La mozione è stata mossa in supporto dell’Associazione Culturale “Noi per Lariano” che già nel 2020 si era occupata della questione
Dal momento della propria nascita, l’Associazione Noi per Lariano si è sempre occupata di proporre all’Amministrazione comunale delle alternative o delle soluzioni a vari problemi presenti sul territorio del nostro paese.
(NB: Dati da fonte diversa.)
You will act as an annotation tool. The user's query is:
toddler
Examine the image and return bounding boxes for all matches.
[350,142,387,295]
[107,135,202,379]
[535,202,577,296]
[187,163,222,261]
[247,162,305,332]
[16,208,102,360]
Una di queste problematiche, ne avevamo già parlato, era l’accessibilità alle vecchie costruzioni cimiteriali, sprovviste di ascensori e, dunque, inaccessibili ad anziani, disabili e donne incinte.
“Abbiamo chiesto ai consiglieri di opposizione di supportarci con una mozione dedicata che a breve approderà in consiglio comunale” scrive sul gruppo Facebook dell’Associazione, il Presidente Luca Bartoli, ringraziando i membri del circolo Giorgia Meloni di FDI e i Consiglieri Sabrina Verri, Tiziana Cafarotti, Ilaria neri, Francesco Montecuollo, Gianluca Casagrande Raffi ed Enrico Romaggioli.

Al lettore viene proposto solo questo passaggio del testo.